• Susan Houser

News of the Week 06-07-15

The Cache Humane Society is located in the Cache Valley, an area of northern Utah and southeast Idaho that has over 100,000 residents. The shelter’s website states that it is open admission and is the only shelter serving Cache Valley. In 2014 Cache Humane Society became one of 50 (now 52) participants in the No Kill Utah program (NKUT). NKUT was launched by Best Friends in 2014. The shelter reports that it has been at a live release rate of over 90% in each of the last three months and is over 90% for the year so far. Director Roland Bringhurst says he has been pursuing the No Kill goal since he took over two years ago. The problem area has been cats, and the shelter has started TNR and barn cat programs to bring up their live release rate.


There were several more stories this week about new animal shelter buildings. This really seems to be a trend.

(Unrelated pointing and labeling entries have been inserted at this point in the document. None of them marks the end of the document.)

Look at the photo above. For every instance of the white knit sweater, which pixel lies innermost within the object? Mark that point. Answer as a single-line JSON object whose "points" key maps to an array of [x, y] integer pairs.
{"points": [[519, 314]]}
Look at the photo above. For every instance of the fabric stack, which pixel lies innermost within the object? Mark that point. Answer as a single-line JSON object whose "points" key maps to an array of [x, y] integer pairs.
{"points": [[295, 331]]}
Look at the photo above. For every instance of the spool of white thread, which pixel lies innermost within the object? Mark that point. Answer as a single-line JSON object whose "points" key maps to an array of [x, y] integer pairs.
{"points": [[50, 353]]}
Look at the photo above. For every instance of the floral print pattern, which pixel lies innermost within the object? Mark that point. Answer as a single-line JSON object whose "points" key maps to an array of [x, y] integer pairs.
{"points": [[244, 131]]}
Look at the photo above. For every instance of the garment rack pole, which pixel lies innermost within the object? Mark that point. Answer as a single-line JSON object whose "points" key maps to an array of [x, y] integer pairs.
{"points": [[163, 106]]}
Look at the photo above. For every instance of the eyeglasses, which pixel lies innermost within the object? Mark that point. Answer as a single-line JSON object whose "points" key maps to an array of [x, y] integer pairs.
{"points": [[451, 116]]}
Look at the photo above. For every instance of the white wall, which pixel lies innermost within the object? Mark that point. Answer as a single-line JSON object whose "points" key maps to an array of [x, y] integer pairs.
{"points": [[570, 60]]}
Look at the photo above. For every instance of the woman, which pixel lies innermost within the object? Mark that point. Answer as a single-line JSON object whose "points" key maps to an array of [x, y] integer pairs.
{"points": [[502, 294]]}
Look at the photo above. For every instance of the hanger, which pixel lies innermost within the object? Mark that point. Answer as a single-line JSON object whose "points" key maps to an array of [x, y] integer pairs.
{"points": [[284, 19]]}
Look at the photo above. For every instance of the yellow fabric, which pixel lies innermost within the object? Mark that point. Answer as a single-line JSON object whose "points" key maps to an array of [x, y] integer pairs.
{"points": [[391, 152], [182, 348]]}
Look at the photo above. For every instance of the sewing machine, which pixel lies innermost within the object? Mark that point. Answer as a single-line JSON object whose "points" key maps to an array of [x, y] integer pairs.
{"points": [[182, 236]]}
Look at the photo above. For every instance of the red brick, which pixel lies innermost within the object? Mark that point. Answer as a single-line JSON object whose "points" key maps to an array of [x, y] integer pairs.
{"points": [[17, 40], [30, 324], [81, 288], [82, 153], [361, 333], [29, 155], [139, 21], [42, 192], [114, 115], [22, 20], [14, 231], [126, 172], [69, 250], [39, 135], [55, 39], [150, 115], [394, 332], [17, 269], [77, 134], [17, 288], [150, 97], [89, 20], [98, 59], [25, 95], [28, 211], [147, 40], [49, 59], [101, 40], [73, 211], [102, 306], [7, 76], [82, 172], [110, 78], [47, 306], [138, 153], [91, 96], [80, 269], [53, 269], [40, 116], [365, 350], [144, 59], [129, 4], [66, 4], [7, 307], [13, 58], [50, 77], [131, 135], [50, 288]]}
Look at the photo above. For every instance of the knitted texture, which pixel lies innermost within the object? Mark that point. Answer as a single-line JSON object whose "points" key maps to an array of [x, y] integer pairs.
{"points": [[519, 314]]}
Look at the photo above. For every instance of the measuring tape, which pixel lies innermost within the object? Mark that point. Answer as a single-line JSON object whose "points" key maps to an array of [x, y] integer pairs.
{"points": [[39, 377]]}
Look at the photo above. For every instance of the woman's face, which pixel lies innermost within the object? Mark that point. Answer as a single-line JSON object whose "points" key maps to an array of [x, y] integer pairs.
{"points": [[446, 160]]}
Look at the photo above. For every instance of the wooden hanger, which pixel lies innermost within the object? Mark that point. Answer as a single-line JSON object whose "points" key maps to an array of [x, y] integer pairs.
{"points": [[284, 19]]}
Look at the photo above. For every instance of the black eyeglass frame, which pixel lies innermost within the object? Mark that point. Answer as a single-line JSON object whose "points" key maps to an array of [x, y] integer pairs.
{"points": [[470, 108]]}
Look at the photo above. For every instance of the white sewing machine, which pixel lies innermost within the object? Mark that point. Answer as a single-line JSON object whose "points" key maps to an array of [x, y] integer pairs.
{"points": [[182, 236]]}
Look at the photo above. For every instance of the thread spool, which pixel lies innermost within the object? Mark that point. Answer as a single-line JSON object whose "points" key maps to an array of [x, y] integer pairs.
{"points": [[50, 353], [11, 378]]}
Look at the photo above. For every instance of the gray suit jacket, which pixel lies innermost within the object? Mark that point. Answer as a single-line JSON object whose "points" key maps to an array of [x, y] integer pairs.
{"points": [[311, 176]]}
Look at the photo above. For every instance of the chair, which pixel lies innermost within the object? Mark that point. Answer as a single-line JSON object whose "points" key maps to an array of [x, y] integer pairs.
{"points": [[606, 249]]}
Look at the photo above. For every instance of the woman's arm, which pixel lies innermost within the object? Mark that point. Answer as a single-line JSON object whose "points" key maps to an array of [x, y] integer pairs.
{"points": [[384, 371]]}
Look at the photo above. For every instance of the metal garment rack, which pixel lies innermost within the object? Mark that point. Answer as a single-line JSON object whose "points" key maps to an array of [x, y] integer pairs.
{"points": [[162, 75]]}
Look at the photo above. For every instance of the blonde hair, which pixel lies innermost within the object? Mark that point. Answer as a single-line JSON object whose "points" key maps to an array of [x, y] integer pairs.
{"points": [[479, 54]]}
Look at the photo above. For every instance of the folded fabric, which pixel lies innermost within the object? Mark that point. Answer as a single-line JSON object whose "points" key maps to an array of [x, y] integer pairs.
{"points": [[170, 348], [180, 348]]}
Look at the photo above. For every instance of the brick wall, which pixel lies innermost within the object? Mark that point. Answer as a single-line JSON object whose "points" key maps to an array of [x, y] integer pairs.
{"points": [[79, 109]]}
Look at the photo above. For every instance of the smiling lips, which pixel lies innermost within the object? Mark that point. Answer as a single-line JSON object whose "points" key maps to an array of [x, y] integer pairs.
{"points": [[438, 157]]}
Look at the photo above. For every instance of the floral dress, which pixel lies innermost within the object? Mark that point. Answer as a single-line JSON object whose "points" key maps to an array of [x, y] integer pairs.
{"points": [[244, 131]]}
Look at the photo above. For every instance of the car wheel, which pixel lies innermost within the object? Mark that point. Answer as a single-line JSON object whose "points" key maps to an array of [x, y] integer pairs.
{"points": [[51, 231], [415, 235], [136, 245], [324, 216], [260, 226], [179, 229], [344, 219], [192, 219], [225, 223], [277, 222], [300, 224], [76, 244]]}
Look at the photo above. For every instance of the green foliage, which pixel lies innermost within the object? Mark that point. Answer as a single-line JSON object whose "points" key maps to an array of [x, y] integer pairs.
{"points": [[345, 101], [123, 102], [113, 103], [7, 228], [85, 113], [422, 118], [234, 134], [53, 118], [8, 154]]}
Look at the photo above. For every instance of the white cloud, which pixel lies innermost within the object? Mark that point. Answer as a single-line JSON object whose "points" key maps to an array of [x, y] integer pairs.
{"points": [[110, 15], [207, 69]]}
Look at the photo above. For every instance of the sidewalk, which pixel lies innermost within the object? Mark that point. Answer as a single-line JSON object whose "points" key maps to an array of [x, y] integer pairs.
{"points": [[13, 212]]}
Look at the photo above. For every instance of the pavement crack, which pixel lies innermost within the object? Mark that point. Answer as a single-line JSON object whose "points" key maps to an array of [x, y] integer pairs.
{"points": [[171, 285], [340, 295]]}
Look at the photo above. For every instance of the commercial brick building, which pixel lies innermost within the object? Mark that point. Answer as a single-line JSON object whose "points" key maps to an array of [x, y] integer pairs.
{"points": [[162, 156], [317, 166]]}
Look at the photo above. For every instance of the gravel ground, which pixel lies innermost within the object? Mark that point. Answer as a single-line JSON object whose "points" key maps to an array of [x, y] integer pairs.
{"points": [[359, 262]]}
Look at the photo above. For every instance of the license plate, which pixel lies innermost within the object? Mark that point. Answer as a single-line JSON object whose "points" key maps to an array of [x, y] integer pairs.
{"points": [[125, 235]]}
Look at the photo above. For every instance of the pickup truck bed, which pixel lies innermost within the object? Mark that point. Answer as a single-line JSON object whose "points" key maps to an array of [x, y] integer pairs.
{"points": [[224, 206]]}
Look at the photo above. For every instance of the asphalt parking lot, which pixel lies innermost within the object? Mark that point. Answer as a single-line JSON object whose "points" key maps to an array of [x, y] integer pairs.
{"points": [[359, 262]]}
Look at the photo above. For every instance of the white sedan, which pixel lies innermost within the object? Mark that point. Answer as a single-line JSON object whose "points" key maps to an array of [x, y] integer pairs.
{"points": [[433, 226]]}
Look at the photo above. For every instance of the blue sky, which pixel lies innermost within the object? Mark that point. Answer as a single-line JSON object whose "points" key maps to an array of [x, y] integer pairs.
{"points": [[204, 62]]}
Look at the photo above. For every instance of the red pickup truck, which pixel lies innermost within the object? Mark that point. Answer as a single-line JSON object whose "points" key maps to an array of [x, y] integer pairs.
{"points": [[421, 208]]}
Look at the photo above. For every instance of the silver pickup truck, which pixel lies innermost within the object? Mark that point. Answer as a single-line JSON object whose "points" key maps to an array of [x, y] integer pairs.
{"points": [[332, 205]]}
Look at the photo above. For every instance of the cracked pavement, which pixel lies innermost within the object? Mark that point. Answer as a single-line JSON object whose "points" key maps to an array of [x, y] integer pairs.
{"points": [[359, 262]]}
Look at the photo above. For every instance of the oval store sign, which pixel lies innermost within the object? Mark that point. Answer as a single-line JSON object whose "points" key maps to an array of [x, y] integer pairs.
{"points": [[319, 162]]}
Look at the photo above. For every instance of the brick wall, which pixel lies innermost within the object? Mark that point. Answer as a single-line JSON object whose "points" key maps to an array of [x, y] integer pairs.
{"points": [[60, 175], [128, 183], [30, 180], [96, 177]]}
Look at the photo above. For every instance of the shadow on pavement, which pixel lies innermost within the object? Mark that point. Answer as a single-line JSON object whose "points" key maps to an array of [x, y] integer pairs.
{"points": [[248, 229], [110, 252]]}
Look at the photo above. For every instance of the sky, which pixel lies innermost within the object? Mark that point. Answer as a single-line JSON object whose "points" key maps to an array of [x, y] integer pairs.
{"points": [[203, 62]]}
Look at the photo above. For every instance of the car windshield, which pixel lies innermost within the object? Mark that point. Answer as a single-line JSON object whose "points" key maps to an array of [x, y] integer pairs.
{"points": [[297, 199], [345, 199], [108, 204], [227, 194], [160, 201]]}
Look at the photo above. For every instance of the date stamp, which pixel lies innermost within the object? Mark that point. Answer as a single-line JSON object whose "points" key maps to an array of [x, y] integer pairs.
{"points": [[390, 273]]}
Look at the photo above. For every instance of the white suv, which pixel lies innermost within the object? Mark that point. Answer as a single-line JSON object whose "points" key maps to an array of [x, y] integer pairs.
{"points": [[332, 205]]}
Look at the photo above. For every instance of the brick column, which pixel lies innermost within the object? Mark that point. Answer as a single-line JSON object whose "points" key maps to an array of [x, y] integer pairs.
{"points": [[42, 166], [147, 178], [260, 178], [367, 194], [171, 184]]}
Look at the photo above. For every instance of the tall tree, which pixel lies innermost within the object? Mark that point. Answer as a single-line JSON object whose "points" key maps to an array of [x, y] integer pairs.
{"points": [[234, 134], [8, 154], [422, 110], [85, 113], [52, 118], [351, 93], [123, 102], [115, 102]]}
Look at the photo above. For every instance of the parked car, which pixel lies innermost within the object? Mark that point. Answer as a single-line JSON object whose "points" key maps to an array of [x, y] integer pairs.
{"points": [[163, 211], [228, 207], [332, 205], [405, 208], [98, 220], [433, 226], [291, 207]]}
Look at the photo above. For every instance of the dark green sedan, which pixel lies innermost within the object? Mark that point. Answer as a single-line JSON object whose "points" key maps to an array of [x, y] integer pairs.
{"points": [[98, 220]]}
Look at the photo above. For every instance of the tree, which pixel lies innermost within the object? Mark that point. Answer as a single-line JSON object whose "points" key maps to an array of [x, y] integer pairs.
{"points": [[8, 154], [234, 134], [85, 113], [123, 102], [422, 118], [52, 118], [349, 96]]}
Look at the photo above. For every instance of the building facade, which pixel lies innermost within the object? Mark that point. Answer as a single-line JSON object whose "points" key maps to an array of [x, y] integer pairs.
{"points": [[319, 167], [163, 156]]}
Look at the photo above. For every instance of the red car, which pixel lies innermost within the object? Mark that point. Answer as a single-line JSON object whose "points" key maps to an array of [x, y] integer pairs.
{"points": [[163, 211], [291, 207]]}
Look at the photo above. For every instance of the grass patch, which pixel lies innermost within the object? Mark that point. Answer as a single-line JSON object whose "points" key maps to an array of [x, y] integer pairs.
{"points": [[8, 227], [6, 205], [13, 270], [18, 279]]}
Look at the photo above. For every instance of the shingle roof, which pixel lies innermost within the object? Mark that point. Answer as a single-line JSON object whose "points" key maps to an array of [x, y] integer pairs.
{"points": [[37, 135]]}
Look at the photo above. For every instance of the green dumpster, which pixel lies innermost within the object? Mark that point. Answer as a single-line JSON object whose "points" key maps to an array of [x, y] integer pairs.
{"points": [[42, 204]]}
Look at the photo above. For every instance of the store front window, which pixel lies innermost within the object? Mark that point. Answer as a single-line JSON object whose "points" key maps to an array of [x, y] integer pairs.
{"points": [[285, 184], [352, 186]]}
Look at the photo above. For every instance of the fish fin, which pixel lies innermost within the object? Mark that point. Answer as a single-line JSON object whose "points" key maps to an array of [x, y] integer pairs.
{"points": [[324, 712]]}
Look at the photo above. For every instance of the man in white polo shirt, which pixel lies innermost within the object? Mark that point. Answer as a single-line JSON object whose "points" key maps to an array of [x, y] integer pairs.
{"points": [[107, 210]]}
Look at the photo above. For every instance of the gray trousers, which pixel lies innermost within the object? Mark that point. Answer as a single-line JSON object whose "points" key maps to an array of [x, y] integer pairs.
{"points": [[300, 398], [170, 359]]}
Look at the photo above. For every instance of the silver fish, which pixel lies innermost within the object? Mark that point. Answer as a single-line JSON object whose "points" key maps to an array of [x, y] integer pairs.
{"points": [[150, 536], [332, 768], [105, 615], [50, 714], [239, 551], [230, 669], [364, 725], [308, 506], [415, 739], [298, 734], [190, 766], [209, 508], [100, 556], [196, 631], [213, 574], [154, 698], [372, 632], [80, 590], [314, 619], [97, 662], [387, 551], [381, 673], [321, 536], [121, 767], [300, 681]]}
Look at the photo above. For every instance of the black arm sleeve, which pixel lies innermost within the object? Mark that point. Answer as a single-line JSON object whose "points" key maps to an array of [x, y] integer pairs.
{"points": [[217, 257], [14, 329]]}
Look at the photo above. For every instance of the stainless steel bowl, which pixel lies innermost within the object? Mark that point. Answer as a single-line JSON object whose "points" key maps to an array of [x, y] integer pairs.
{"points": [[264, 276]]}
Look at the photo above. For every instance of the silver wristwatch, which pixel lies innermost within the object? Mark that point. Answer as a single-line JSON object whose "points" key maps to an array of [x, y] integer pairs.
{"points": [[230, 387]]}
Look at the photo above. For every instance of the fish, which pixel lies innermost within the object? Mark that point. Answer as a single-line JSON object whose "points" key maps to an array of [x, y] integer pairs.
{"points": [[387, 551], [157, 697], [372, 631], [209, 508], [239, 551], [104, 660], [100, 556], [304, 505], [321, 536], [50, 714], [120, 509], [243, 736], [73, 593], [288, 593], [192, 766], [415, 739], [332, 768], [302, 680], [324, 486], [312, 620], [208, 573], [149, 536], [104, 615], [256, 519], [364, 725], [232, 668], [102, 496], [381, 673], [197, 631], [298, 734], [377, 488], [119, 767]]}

Some of the venues for new shelters are Broward County, Florida; the Animal Shelter of the Wood River Valley (which says it is the first No Kill shelter in Idaho); The Tree House Humane Society in Chicago (their planned facility sounds wonderful); Denton, Texas (their new shelter helped them hit a 90% live release rate); Aiken County, South Carolina (they are now able to keep the animals healthy); Johnson City, Tennessee (their new shelter is more than four times bigger than the old one and has a donated electronic sign that will feature adoptable animals); and Haywood County, North Carolina (they had an 80% live release rate last year and hope to do even better).


Maddie’s Pet Adoption Days on May 30 and 31 were an enormous success, with almost 5300 dogs and cats adopted from over 100 locations by 89 participating organizations. Maddie’s reports that in many locations people were lined up before the doors opened.


The Sacramento County animal shelter has opened up a catfe.


It’s official – the town of Calistoga, California, has formalized a deal for animal sheltering services from the Petaluma Animal Services Foundation (PASF), which runs the No Kill shelter in Petaluma. Dubuque County, Iowa, has also approved its proposed deal with Whispurring Hope Rescue to take over most animal control duties in the county and adopt out animals.


Oftentimes companion animals who are used in research are not given much thought because the public never knows about them.  A new law was passed in Nevada that protects animals that survive the laboratory in good enough condition to be rehabbed and adopted out. Before the law was passed, such animals were often killed when their usefulness to the laboratory ended. The Nevada Humane Society will be taking in the animals and rehabbing them and finding them homes. NHS director Kevin Ryan says 96% of them are Beagles.


The Animal Foundation, a non-profit, recently won the contract to continue running the shelter for Clark County, Nevada, over a strong competing bid made by No Kill Las Vegas (NKLV). The Animal Foundation has now put forward their plan to go No Kill. The bad news is that it’s a five-year plan. The good news is that they are going to be working on a TNR program with Best Friends. NKLV leader Bryce Henderson said that the plan is a giant step in the right direction. NKLV has 1600 members and their ability to put forward a credible bid for such a large contact (the shelter took in about 34,000 dogs and cats in 2014) was impressive.


San Antonio Pets Alive! has taken in 700 animals since April, an unusually high volume due to the recent flooding in Texas. SAPA adopted out 6,000 pets last year.